RiSCiSO
- Formation: 1993
- Dissolved: 2005

= Risciso =

Former warez group

Risciso (/rɪsk aɪ ɛs oʊ/ or /,rɪsk 'aɪsoʊ/, also styled RiSCiSO) was an online warez group, founded in approximately 1993, dedicated to distributing newly released copyrighted software, games and movies. The acronym "RISC" stood for Rise in Superior Couriering, and "ISO" referred to a file format commonly used for the storage and transfer of disc images although the group RISC and RiSCiSO were two completely separate groups. The organization operated until the Operation Site Down raids in the summer of 2005. American authorities are still searching for the organization's ring leader Sean Patrick O'Toole, after he failed to appear in an American court in February 2006. He placed a call to his friend and group leader Sandy Fury, wishing her a happy birthday and an apology and then disappeared at Heathrow Airport.

In all, a total of 19 individuals have been charged with a 15-count indictment brought by the U.S. Attorney's Office under Patrick Fitzgerald in U.S. District Court in Chicago. The lead prosecutor for the Government in this case was Assistant U.S. Attorney Pravin Rao.
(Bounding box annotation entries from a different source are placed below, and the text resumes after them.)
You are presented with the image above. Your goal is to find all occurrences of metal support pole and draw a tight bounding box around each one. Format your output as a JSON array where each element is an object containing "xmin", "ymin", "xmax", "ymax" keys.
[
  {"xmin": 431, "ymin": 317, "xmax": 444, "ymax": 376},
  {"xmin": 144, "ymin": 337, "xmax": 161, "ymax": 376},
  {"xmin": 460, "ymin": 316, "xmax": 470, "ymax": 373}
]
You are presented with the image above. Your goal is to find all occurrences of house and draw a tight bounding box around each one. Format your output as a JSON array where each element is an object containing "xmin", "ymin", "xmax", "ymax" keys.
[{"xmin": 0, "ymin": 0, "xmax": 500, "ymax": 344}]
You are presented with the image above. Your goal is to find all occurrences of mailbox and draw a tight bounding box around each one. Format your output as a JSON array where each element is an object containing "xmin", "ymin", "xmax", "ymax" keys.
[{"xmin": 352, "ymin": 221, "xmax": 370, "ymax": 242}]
As of May 2013, Sean O'Toole has not been apprehended, and the statute of limitations has passed. Linda Waldron remains a fugitive in her home in Barbados. In 2008, The executive editor of Wiley & Sons, publishers of Kevin Mitnick and Bruce Schneier books, were in talks with Fury about a publishing deal but another book on Piracy was released around that time and all plans stalled.

An FBI report released in 2011 showed that the materials available for download on one of Risciso's servers exceeded $6.5 million.